Jon Vidar , the project's Executive Director, writes in Mediashift Idealab:
The Tiziano Project  provides community members in conflict, post-conflict, and underreported regions with the equipment, training and affiliations necessary to report their stories and improve their lives. We knew early on that we wanted to focus as much on the journalism component as the tools and have since developed an online Classroom  filled with openly available training curricula and lesson plans to help easily infuse journalism into any project.
For each of our in-field training programs, we send professional journalists to instruct on everything from ethics, to interviewing techniques, to how to write an article before we even pick up a camera. By the time our students get their hands on the gear, they already have a solid understanding of exactly what it means to be a journalist.
Justin Ellis  at Nieman Journalism Lab opines:
What the 360s could provide is a new avenue for local journalism, something that is a hybrid between pure amateur cellphone video and packages developed by professionals.
We communicated with Mara Abrams and Jon Vidar of the Tiziano Project about the latest updates.
RV: What are you working on now?
Mara Abrams: We are currently creating a collaborative journalism platform to illuminate the stories of citizen journalists worldwide and connect them in a highly innovative and visually sophisticated way. So we are working on both the technology build (made possible by the Knight Foundation’s 2011 News Challenge Grant ) as well as the production of content that will help populate it. That content is the result of our new media training programs, which are currently taking place in the Middle East, Kosovo, and an inner-city neighborhood in Los Angeles.
The new technology we’re working on is an expansion of our seminal storytelling platform, the Tiziano | 360º , which we launched a year ago in Iraqi Kurdistan. The 360º is a joint effort between professional journalists and their citizen journalist mentees, with their multimedia content presented side-by-side in an immersive way that places equal value on all content — whether produced by a citizen or professional; whether covering war or culture or any other type of story.
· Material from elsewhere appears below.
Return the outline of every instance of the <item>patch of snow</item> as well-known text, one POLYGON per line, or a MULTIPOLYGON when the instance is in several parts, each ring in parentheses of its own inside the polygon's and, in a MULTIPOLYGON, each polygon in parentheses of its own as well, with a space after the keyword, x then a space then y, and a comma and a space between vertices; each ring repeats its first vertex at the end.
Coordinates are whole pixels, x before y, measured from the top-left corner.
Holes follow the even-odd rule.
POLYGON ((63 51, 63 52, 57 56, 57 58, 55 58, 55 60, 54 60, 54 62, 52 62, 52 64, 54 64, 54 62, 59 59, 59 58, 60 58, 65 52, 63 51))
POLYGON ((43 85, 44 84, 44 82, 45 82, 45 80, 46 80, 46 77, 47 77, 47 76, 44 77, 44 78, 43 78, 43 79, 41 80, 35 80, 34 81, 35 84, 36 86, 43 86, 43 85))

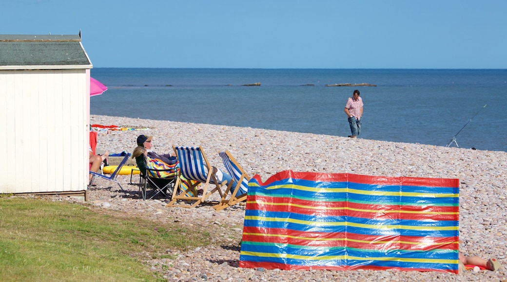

The new technology, which launches this summer, will make a similar type of storytelling project available for implementation by any organization or citizen reporter who signs up for an account. We will also curate the best of these projects, displaying them onto a world map with a layer of text dialogue around them.
RV: The guides in the classroom are very useful. How other citizen journalism projects can benefit from them (e.g. are they shareable/ cc licensed?)
Mara Abrams: We believe in open sourcing knowledge and make all of our training materials available on our website to anyone who wants to download them. After many iterations, we’ve really mastered our 8-week curriculum and supplemental training materials, and feel that other organizations and individuals should benefit from them. In addition, the new technology platform we describe above will be open source.
RV: To mobilize local community members a multilingual platform is handy. What are your thoughts on this?
Jon Vidar: We are very dedicated to bringing multilingual support to the work we do. Currently, we are exploring the possibilities for integrating a technology called dotSUB  into our current platform development. The technology, which powers the transcriptions for TED Talks, would allow us to crowd-source translations of all the content in our system. One of our main goals as an organization is to introduce communities around the world to regions in which they would never otherwise have access. Through this, we seek to help local community members affect change on global perceptions of their regions — which are not often represented in the most positive light by mainstream media. In doing this, we recognize the importance of reaching beyond the English language. We believe that connecting someone in Kosovo to someone in Iraq is just as valuable as connecting communities to native English speaking audiences.